Manchester United’s long-mooted move to sign Bayern Munich and Netherlands winger Arjen Robben could be back on following reports in England that the 32-year-old has grown unhappy at the Allianz Arena and is keen on a transfer.
The Mirror today reported that Robben’s relationship with Bayern Munich teammate Robert Lewandowski has broken down after the Polish striker made it clear that he prefers to spearhead the Munich attack when flanked by Douglas Costa and Kingsley Coman. This owes mainly to the fact that he perceives Robben as being too selfish in possession.
Lewandowski’s age profile (27) and record of having scored 19 goals in 17 games for Pep Guardiola’s side this season means that, faced with a choice between selling Robben or Lewandowski, Bayern would be more open to allowing the Dutchman to move on, with Manchester United understood to be his leading suitor.
The fact that the winger enjoys a good relationship with Manchester United manager Louis van Gaal after starting under his guidance for the Netherlands at the 2014 World Cup means that the deal could go through when the European transfer window reopens in January. But at 32 with a patchy track record of injuries, the question of whether Manchester United would be better advised investing in a younger target is a legitimate one.
There can be little disputing the fact that United are in need of a player of Robben’s profile.
Fans have grown frustrated at the paucity of pace and incision observable in the Manchester club’s build-up play this season, where seemingly aimless horizontal passing and backwards movement has become a hallmark of a side once famed for its dynamic, attacking wingers.
In the aftermath of the Manchester United’s narrow 1-0 defeat of CSKA Moscow on November 4, for instance, the Guardian’sDaniel Taylor highlighted how Opta statistics show Manchester United as having the lowest percentage in the Premier League when it comes to moving the ball forward (30 percent) at the same time as having made the most backward passes (17 percent) and the joint highest number of sideways passes.
In addition, United had at that stage taken only 77 shots, lower, as Taylor pointed out, “than every other top-flight side bar Sunderland and barely half as many as Manchester City’s 148.”

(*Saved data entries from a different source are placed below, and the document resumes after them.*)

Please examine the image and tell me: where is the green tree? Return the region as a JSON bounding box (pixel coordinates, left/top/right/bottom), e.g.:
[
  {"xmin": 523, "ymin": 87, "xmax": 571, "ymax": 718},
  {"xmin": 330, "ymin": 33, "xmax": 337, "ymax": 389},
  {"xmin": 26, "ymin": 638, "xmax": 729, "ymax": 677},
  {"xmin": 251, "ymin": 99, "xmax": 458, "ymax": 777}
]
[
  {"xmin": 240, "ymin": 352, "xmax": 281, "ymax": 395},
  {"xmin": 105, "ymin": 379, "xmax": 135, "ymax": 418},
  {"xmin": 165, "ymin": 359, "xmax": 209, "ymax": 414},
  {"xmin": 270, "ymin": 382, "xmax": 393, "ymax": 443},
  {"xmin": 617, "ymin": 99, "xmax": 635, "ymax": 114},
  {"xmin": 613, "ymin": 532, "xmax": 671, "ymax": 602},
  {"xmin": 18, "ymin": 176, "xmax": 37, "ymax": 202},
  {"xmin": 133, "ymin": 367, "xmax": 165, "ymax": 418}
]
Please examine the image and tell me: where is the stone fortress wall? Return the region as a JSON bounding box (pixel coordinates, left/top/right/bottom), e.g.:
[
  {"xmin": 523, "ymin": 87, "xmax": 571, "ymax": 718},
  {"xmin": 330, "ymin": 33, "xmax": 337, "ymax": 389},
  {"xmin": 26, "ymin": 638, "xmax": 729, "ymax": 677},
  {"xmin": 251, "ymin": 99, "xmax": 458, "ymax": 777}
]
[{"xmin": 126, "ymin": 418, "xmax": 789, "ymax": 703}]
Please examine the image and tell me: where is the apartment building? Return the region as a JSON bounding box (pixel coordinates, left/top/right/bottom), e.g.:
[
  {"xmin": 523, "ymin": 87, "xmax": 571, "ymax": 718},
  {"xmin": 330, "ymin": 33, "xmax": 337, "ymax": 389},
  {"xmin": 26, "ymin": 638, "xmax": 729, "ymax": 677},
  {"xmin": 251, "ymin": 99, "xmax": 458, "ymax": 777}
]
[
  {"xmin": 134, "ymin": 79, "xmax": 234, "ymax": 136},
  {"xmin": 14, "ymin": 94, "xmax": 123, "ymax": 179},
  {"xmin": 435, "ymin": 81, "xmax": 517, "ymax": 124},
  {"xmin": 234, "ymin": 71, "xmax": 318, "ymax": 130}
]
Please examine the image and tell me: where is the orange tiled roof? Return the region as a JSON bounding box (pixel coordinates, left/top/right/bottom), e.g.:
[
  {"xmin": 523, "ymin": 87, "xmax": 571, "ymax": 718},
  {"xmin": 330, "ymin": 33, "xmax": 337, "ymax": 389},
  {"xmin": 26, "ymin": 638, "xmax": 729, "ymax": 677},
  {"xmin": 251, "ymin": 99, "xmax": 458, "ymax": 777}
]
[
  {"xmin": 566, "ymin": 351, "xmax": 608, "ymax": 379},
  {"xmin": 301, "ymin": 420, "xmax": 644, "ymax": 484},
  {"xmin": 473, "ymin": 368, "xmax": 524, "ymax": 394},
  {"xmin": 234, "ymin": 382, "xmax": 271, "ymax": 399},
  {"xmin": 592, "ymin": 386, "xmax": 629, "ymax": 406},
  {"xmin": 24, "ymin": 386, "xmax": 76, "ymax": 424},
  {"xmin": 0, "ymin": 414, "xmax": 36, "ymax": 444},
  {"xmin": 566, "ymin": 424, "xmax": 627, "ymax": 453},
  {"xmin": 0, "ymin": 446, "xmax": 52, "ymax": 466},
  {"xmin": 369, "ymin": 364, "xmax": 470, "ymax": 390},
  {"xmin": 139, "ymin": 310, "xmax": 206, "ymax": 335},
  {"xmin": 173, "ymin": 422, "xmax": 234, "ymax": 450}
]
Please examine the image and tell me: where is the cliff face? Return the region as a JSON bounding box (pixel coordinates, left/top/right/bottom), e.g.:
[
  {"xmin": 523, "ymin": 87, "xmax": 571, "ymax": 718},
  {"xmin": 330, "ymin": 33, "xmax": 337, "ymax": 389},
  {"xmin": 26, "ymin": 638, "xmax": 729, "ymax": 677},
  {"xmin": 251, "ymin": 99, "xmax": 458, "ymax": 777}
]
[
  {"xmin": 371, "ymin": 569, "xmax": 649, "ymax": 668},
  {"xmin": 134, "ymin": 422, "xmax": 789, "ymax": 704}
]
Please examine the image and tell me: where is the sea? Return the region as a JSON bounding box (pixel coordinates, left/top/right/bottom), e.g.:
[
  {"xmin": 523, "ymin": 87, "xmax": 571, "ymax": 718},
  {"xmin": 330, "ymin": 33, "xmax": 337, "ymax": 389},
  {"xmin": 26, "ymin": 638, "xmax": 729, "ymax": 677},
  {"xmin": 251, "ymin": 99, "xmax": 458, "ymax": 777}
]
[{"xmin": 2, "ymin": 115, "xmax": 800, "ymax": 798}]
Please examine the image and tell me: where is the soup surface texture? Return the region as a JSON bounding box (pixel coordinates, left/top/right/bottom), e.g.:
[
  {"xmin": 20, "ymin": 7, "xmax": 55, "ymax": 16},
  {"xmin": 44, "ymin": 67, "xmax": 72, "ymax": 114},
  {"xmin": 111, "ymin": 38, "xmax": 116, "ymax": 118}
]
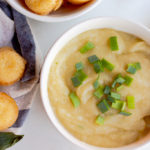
[{"xmin": 48, "ymin": 29, "xmax": 150, "ymax": 148}]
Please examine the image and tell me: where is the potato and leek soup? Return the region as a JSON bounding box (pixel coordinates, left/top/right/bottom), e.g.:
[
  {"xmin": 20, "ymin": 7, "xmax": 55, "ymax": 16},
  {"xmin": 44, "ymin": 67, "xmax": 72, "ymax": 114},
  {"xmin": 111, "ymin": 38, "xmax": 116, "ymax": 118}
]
[{"xmin": 48, "ymin": 29, "xmax": 150, "ymax": 148}]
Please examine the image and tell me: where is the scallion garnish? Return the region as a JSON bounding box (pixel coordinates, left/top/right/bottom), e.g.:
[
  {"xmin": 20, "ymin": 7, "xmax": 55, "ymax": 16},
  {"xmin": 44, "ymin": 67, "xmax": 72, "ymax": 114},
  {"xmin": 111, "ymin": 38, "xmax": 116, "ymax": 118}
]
[
  {"xmin": 116, "ymin": 85, "xmax": 124, "ymax": 92},
  {"xmin": 121, "ymin": 101, "xmax": 126, "ymax": 111},
  {"xmin": 94, "ymin": 86, "xmax": 104, "ymax": 99},
  {"xmin": 107, "ymin": 95, "xmax": 115, "ymax": 103},
  {"xmin": 80, "ymin": 42, "xmax": 95, "ymax": 53},
  {"xmin": 93, "ymin": 61, "xmax": 104, "ymax": 73},
  {"xmin": 75, "ymin": 62, "xmax": 84, "ymax": 71},
  {"xmin": 112, "ymin": 100, "xmax": 124, "ymax": 110},
  {"xmin": 126, "ymin": 62, "xmax": 141, "ymax": 74},
  {"xmin": 71, "ymin": 76, "xmax": 81, "ymax": 87},
  {"xmin": 69, "ymin": 92, "xmax": 80, "ymax": 108},
  {"xmin": 97, "ymin": 99, "xmax": 110, "ymax": 113},
  {"xmin": 110, "ymin": 92, "xmax": 121, "ymax": 99},
  {"xmin": 109, "ymin": 36, "xmax": 119, "ymax": 51},
  {"xmin": 88, "ymin": 55, "xmax": 99, "ymax": 64},
  {"xmin": 95, "ymin": 115, "xmax": 104, "ymax": 125},
  {"xmin": 101, "ymin": 59, "xmax": 115, "ymax": 71},
  {"xmin": 104, "ymin": 85, "xmax": 111, "ymax": 94},
  {"xmin": 119, "ymin": 111, "xmax": 132, "ymax": 116},
  {"xmin": 112, "ymin": 74, "xmax": 125, "ymax": 88},
  {"xmin": 71, "ymin": 70, "xmax": 87, "ymax": 87},
  {"xmin": 124, "ymin": 75, "xmax": 133, "ymax": 86},
  {"xmin": 93, "ymin": 80, "xmax": 99, "ymax": 89},
  {"xmin": 127, "ymin": 96, "xmax": 135, "ymax": 109}
]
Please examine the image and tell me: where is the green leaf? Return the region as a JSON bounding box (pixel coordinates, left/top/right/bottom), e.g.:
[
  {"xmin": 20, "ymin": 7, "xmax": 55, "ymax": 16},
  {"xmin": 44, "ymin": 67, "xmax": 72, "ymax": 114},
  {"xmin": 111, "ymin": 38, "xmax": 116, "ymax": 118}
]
[
  {"xmin": 104, "ymin": 85, "xmax": 110, "ymax": 94},
  {"xmin": 119, "ymin": 111, "xmax": 132, "ymax": 116},
  {"xmin": 110, "ymin": 92, "xmax": 121, "ymax": 99},
  {"xmin": 124, "ymin": 75, "xmax": 133, "ymax": 86},
  {"xmin": 93, "ymin": 61, "xmax": 104, "ymax": 73},
  {"xmin": 94, "ymin": 86, "xmax": 104, "ymax": 99},
  {"xmin": 0, "ymin": 132, "xmax": 24, "ymax": 150},
  {"xmin": 95, "ymin": 115, "xmax": 104, "ymax": 125}
]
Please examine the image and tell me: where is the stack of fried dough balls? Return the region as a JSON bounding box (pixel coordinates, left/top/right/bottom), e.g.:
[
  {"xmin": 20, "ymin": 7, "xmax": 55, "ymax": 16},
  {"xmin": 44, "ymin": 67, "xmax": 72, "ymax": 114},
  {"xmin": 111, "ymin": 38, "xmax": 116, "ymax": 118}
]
[
  {"xmin": 25, "ymin": 0, "xmax": 92, "ymax": 15},
  {"xmin": 0, "ymin": 47, "xmax": 26, "ymax": 130}
]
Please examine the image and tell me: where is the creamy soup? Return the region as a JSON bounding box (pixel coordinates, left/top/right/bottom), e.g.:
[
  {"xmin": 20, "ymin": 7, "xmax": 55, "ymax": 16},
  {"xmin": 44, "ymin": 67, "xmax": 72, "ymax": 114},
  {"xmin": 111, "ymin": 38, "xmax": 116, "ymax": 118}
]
[{"xmin": 48, "ymin": 29, "xmax": 150, "ymax": 148}]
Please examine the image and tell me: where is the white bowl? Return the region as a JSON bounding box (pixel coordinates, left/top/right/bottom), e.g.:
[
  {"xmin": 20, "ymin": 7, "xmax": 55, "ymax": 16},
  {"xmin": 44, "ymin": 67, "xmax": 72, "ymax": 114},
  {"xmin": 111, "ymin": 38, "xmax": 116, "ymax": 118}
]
[
  {"xmin": 6, "ymin": 0, "xmax": 102, "ymax": 22},
  {"xmin": 40, "ymin": 17, "xmax": 150, "ymax": 150}
]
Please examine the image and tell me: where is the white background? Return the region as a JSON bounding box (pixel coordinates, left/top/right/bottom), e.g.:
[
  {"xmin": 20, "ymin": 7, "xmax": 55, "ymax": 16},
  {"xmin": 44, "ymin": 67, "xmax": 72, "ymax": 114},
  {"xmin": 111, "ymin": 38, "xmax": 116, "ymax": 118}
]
[{"xmin": 9, "ymin": 0, "xmax": 150, "ymax": 149}]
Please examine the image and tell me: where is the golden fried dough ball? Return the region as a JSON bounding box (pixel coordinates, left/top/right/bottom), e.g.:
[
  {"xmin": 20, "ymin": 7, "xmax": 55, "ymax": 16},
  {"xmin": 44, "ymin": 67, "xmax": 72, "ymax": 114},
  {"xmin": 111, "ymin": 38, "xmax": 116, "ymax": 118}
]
[
  {"xmin": 67, "ymin": 0, "xmax": 91, "ymax": 5},
  {"xmin": 0, "ymin": 47, "xmax": 26, "ymax": 86},
  {"xmin": 54, "ymin": 0, "xmax": 63, "ymax": 11},
  {"xmin": 25, "ymin": 0, "xmax": 57, "ymax": 15},
  {"xmin": 0, "ymin": 92, "xmax": 19, "ymax": 130}
]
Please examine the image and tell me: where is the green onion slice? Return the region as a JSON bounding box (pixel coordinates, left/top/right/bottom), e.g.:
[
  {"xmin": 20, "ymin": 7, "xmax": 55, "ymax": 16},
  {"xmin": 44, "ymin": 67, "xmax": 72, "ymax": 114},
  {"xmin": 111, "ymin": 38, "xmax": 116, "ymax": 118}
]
[
  {"xmin": 134, "ymin": 62, "xmax": 141, "ymax": 70},
  {"xmin": 112, "ymin": 100, "xmax": 124, "ymax": 110},
  {"xmin": 95, "ymin": 115, "xmax": 104, "ymax": 125},
  {"xmin": 110, "ymin": 92, "xmax": 121, "ymax": 99},
  {"xmin": 94, "ymin": 61, "xmax": 104, "ymax": 73},
  {"xmin": 97, "ymin": 99, "xmax": 110, "ymax": 113},
  {"xmin": 69, "ymin": 92, "xmax": 80, "ymax": 108},
  {"xmin": 126, "ymin": 64, "xmax": 137, "ymax": 74},
  {"xmin": 80, "ymin": 42, "xmax": 95, "ymax": 54},
  {"xmin": 112, "ymin": 74, "xmax": 125, "ymax": 88},
  {"xmin": 71, "ymin": 76, "xmax": 81, "ymax": 87},
  {"xmin": 88, "ymin": 55, "xmax": 99, "ymax": 64},
  {"xmin": 104, "ymin": 85, "xmax": 111, "ymax": 94},
  {"xmin": 71, "ymin": 70, "xmax": 87, "ymax": 87},
  {"xmin": 101, "ymin": 59, "xmax": 115, "ymax": 71},
  {"xmin": 127, "ymin": 96, "xmax": 135, "ymax": 109},
  {"xmin": 117, "ymin": 85, "xmax": 124, "ymax": 92},
  {"xmin": 75, "ymin": 62, "xmax": 84, "ymax": 71},
  {"xmin": 107, "ymin": 95, "xmax": 115, "ymax": 103},
  {"xmin": 93, "ymin": 80, "xmax": 99, "ymax": 89},
  {"xmin": 126, "ymin": 62, "xmax": 141, "ymax": 74},
  {"xmin": 124, "ymin": 75, "xmax": 133, "ymax": 86},
  {"xmin": 121, "ymin": 101, "xmax": 126, "ymax": 111},
  {"xmin": 109, "ymin": 36, "xmax": 119, "ymax": 51},
  {"xmin": 94, "ymin": 86, "xmax": 104, "ymax": 99},
  {"xmin": 119, "ymin": 111, "xmax": 132, "ymax": 116}
]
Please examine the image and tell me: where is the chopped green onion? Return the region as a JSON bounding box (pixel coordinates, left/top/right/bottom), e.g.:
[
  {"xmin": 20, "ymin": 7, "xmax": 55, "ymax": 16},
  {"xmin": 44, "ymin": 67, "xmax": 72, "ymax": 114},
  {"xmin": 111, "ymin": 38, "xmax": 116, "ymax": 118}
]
[
  {"xmin": 121, "ymin": 101, "xmax": 126, "ymax": 111},
  {"xmin": 71, "ymin": 70, "xmax": 87, "ymax": 87},
  {"xmin": 75, "ymin": 62, "xmax": 84, "ymax": 71},
  {"xmin": 101, "ymin": 59, "xmax": 115, "ymax": 71},
  {"xmin": 71, "ymin": 76, "xmax": 81, "ymax": 87},
  {"xmin": 134, "ymin": 62, "xmax": 141, "ymax": 70},
  {"xmin": 93, "ymin": 61, "xmax": 104, "ymax": 73},
  {"xmin": 112, "ymin": 100, "xmax": 124, "ymax": 110},
  {"xmin": 107, "ymin": 95, "xmax": 115, "ymax": 103},
  {"xmin": 109, "ymin": 36, "xmax": 119, "ymax": 51},
  {"xmin": 88, "ymin": 55, "xmax": 99, "ymax": 64},
  {"xmin": 127, "ymin": 96, "xmax": 135, "ymax": 109},
  {"xmin": 94, "ymin": 86, "xmax": 104, "ymax": 99},
  {"xmin": 119, "ymin": 111, "xmax": 132, "ymax": 116},
  {"xmin": 124, "ymin": 75, "xmax": 133, "ymax": 86},
  {"xmin": 117, "ymin": 85, "xmax": 124, "ymax": 92},
  {"xmin": 80, "ymin": 42, "xmax": 95, "ymax": 53},
  {"xmin": 97, "ymin": 99, "xmax": 110, "ymax": 113},
  {"xmin": 112, "ymin": 74, "xmax": 125, "ymax": 88},
  {"xmin": 126, "ymin": 64, "xmax": 137, "ymax": 74},
  {"xmin": 93, "ymin": 80, "xmax": 99, "ymax": 89},
  {"xmin": 95, "ymin": 115, "xmax": 104, "ymax": 125},
  {"xmin": 104, "ymin": 85, "xmax": 111, "ymax": 94},
  {"xmin": 69, "ymin": 92, "xmax": 80, "ymax": 108},
  {"xmin": 110, "ymin": 92, "xmax": 121, "ymax": 99},
  {"xmin": 75, "ymin": 70, "xmax": 87, "ymax": 82}
]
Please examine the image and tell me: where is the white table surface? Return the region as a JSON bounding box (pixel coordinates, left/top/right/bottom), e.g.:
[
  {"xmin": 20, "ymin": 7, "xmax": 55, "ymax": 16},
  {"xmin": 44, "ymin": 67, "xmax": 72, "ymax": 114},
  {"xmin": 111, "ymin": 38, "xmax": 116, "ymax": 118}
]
[{"xmin": 9, "ymin": 0, "xmax": 150, "ymax": 149}]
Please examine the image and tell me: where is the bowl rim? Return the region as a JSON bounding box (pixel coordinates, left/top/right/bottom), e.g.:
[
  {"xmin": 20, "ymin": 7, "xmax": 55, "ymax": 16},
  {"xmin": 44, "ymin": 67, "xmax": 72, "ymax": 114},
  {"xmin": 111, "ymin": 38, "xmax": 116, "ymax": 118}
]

This is clearly an attacking malaise that Robben would be well placed to help to remedy. The Dutchman’s game has long been characterized by breakneck acceleration, immaculate close control, and dribbling ability, as well as an exceptional gift for beating opposition defenders from deep and delivering dangerous balls into the box.
With the exception of the French teenager Anthony Martial, no one at Manchester United has been bringing this brand of direct, attacking play to the starting line-up on a consistent basis.
Juan Mata is a wonderfully gifted playmaker but lacks the pace required to go past defenders on the right wing, £31 million summer recruit Memphis Depay has been dropped from the first XI, Adnan Januzaj has been loaned out to Borussia Dortmund, and the impressive but inexperienced Jesse Lingard has yet to prove that he is capable of being a consistent difference maker at the elite level of the English game.
Indeed, van Gaal spoke openly in the aftermath of United’s 2-0 win against West Brom on November 7 about how he feels his attack lacks speed.
“I have said already in my first year many times we need speed and creativity on the wings. You have seen that now we play with Jesse Lingard and he is not the most speedy winger in the world, and Juan Mata is also not the most speedy winger in the world,” said the Dutchman. “So we must first [address] that problem and then we can see how we play and how we are in balance with playing with speedy wingers.”
At 32 speed is something Robben can certainly still bring to the United frontline. It was, after all, only just over a year ago that the Dutchman clocked a 37km per hour sprint against Spain in the World Cup, setting a new record for the fastest run ever recorded on a football pitch.
The manner in which the winger ghosted in at Petr Cech’s near post to put Bayern 4-0 up against Manchester United’s title rivals Arsenal in the Champions League at the start of this month, meanwhile, offered further demonstration of the fact that his physical faculties do not yet appear to be in terminal decline.
Nevertheless, it is difficult to assess the “Robben to United” story without feeling such a move is informed by an air of short-termism and desperation – qualities that any informed football observer would be slow to associate with Mr. van Gaal.
Robben would arrive at Manchester United on exorbitant wages and with a maximum of three seasons of top-level football in his legs. Given van Gaal has already recruited the player most Dutch football commentators regard as Robben’s successor in Depay and has young talent such as Lingard and Martial developing, United’s money would seem better spent on recruiting younger talent out wide.
Atletico Madrid and France forward Antoine Griezmann (24) and Borussia Dortmund and Germany attacker Marco Reus (26) stand out as two obvious alternatives and the long-term benefit of both would be well worth the additional five months Manchester United might have to wait to sign them.